Caffeine levels double when quitting smoking
Amazingly, nicotine somehow doubles the rate by which the body depletes caffeine. Smokers trying to quit were randomly assigned to either caffeine-use or caffeine-abstinence conditions in a 1997 study published in Addictive Behaviors. "Results showed a significant linear increase in caffeine sputum levels across 3 weeks post cessation for those who quit smoking and continued using caffeine. Three weeks after cessation, concentrations reached 203% of baseline for the caffeine user."
Imagine ending all nicotine use, continuing to drink the exact same amount of caffeine and at 21 days having twice as much caffeine circulating in your bloodstream.
Although it could potentially be of serious concern to heavy caffeine users -- defined by the Mayo Clinic as 500 to 600 mg. of caffeine daily, or 4 to 7 cups of coffee -- withdrawal syndrome assessment in this study suggests that a doubling of caffeine intake probably shouldn't concern most quitters.
"It is possible that some people's tolerances with caffeine may have fluctuated back and forth over time after quitting," says Joel Spitzer, a 30-year full-time quitting counselor and education director at WhyQuit.com.
The question may be, can the quitter handle drinking twice their normal caffeine intake without experiencing additional anxiety, shaking, insomnia, gastric or digestive disturbance? Keep in mind when attempting to go to sleep that a cup of tea before bed may now pack twice the punch.
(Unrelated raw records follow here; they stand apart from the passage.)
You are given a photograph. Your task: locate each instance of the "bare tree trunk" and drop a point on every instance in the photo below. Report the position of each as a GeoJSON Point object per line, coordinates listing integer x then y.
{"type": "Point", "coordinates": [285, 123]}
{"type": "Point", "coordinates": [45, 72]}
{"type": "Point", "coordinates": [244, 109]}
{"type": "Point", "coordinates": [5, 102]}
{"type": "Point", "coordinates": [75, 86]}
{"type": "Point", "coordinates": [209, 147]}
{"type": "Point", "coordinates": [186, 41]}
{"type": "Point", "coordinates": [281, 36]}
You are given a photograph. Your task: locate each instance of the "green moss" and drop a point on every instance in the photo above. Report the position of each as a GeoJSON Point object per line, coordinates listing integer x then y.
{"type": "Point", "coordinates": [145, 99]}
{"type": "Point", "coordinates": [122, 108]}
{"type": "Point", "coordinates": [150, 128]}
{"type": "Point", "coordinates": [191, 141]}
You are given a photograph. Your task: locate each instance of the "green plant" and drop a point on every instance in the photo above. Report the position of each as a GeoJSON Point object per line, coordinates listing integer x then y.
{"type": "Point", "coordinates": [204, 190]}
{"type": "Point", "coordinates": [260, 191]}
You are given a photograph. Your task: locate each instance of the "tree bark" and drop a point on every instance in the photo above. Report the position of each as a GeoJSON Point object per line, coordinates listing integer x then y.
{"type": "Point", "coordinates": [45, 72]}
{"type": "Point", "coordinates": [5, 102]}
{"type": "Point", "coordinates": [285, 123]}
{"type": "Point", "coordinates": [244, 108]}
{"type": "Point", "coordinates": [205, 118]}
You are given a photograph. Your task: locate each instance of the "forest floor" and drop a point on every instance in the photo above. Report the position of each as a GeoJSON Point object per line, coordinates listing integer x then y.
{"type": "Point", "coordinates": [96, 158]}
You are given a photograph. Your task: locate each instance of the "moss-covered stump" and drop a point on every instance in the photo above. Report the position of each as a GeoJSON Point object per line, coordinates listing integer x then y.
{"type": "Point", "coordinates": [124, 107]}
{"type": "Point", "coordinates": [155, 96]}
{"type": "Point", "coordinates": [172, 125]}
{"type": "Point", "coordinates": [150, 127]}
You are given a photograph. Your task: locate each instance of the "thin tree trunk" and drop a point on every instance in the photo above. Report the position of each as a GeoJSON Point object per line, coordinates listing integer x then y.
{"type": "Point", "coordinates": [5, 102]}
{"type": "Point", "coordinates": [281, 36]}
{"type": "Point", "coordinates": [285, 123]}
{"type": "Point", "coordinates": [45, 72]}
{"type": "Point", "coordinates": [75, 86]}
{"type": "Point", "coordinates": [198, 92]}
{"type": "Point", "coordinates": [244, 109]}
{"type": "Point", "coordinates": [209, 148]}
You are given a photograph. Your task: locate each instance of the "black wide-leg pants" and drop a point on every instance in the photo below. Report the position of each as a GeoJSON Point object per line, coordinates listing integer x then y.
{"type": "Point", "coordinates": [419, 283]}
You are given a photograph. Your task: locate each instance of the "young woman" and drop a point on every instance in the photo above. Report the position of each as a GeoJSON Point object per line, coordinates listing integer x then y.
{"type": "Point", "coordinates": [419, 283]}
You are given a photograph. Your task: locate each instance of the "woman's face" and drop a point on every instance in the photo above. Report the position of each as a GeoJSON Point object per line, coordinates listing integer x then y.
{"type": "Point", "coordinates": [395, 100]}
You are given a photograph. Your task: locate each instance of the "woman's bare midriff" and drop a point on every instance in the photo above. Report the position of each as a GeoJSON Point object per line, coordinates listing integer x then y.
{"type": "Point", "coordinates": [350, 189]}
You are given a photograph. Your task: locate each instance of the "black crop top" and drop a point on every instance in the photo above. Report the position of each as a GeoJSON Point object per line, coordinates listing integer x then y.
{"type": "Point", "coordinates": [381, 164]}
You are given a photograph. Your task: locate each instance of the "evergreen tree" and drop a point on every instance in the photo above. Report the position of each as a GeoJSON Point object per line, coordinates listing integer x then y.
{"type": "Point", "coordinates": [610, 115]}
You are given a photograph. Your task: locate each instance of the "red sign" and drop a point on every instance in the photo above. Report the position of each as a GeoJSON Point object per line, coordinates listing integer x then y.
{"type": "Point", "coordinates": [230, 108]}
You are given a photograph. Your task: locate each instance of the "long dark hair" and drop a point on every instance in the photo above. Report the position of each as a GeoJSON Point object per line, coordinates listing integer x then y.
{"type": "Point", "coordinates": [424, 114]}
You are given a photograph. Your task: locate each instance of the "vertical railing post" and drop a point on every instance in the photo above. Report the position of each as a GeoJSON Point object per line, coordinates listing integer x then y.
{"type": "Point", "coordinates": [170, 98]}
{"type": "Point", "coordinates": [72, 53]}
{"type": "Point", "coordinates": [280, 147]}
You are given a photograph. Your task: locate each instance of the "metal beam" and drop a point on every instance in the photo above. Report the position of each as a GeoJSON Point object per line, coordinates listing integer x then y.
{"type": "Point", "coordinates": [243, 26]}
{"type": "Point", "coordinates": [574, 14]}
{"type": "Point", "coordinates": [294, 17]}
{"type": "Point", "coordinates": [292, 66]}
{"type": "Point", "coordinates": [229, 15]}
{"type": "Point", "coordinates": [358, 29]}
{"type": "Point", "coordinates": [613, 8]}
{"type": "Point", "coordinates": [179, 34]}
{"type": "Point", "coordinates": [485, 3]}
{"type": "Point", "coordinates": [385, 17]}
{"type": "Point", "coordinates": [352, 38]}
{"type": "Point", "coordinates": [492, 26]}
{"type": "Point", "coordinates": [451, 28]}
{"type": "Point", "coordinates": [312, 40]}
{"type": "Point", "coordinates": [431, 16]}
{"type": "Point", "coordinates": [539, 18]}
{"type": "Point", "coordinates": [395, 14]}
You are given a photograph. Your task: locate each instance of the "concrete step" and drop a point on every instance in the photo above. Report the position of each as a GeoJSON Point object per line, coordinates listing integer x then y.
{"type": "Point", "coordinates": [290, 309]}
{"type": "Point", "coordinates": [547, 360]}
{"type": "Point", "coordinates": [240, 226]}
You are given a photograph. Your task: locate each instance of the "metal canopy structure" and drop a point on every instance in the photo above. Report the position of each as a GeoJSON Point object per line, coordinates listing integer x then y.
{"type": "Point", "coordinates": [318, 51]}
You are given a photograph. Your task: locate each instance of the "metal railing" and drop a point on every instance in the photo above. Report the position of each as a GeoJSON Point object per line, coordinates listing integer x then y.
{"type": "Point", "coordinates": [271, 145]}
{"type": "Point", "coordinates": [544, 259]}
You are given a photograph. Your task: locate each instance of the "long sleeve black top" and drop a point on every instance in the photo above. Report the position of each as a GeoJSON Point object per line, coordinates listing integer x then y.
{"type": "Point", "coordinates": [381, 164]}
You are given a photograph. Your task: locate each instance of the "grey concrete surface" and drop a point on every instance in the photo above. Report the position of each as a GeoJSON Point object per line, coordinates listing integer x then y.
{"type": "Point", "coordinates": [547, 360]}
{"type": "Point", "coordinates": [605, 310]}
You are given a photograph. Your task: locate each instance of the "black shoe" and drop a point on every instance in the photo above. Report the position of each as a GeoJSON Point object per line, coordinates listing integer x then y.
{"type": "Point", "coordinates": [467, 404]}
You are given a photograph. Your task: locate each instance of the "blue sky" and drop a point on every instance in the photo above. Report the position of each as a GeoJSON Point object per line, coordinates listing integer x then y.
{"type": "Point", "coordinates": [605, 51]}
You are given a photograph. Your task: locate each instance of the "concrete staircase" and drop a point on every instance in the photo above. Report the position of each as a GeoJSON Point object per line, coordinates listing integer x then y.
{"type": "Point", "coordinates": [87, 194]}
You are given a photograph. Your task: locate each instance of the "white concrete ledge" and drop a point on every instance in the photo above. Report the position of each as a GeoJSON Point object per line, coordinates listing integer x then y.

"Anyone who feels jittery after a few days of quitting should examine his or her caffeine consumption levels. Many find that they cannot tolerate caffeine consumption at prequit levels," says Spitzer. "If you are experiencing a jittery feeling you may want to experiment with reducing quantity or strength of caffeinated drinks or products."
But aside from finding that few caffeine drinkers have anything to worry about, another lesson from the 1997 study is that trying to end all caffeine use when ending nicotine use results in a significant increase in fatigue and decrease in stimulation.
If concerned that elevated caffeine levels are causing added anxiety, applying the 1997 study's finding of a doubling suggests that, at least temporarily, a caffeine reduction of roughly half may be of benefit.
But jitters or no jitters, remember, it is impossible to relapse and fail so long as the bloodstream remains 100% nicotine-free. Upon ending all nicotine use there's just one rule ... no nicotine today, Never Take Another Puff, Dip or Chew.